Poderá parecer com esta conversa toda que este discurso se quer filosófico; mas não o é de todo, nada aliás lhe seria mais estranho. Digamos que o dito vai dito, mas em modos que não lhe correspondem directamente, talvez para despistar ilusões e juízos de tribunal. Não se dança nas caves, dizia-se em Paris há umas décadas ou séculos; e como sabem os que não sabem, também de todo não se tratava de política, quer-se dizer, consenso algum era visado. Havia qualquer coisa que recusava todo o tipo de espera, ou o céu que finalmente lhes caíra em cima da cabeça; e assim voltamos sempre a Roma por ínvios e desvios sempre, como no ditado: Quem tem verbo vai a Roma; todos os caminhos etc; e essa pequena aldeia que na adversidade resiste, na banda desenhada em que os aldeões dizem: Estes romanos são loucos; loucos aquedutos, louco direito romano, louca pax; e o enorme boi mudo de Aquino mais à frente, depois de César com César. São infindáveis os ínfimos pormenores que se entrecruzam estilhaçando de acontecimentos o horizonte romano, a sua história eterna.
Já vão longas estas breves notas, e o tempo para encurtá-las já passou. Como se costuma dizer nestas coisas: vamos falando; desde o início dos tempos aliás que vamos falando: as únicas conversas que valem são aquelas que não têm fim, e que ninguém sabe onde e quando começaram; e ganha-se também assim uma certa serenidade, um certo grau de respiração e movimento: é a própria noite que é a aliada da vigília, e os dias que se escoam são os mesmos que retêm o único e primeiro dia, a nocturna e inaugural manhã onde a primeira palavra rasgou o universo e disse: eis.
Um abraço.
2 Comments:
Olá meus queridos irmãos; A Paz de Cristo.
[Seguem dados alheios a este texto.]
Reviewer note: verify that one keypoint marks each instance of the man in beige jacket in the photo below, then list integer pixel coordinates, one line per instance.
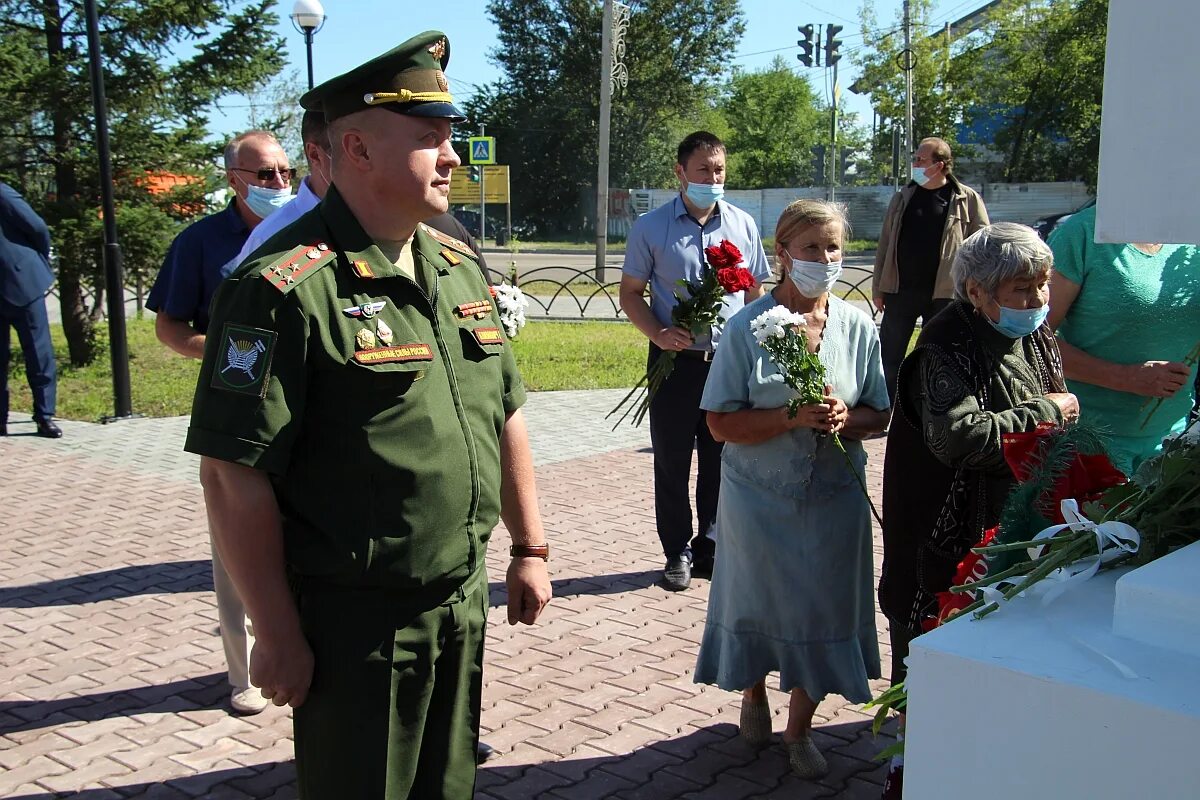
(924, 226)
Estamos vivendo dias de angústia, conforme a bíblia tem nos mostrado. Nestes momentos difíceis só a palavra de Deus que é alimento nos fortalece.Como sempre digo: Aprendendo uns com os outros crescemos na graça e no conhecimento do nosso Senhor e Salvador Jesus Cristo. Encontramos nestes blog's cristãos ,ferramentas para o nosso aprendisado.Parabéns pelo blog, muuito abençoador. Gostaria também de compartilhar com os irmãos o nosso Blog:
"Mensagem Edificante para Alma"
http://josiel-dias.blogspot.com/
Fiquem na Paz.
Josiel Dias
Cons. Missionário
Congregacional
Rio de Janeiro
a angústia, esse estertor entre a cegueira e a lucidez.
a que dias da intemporal angústia se refere, Josiel?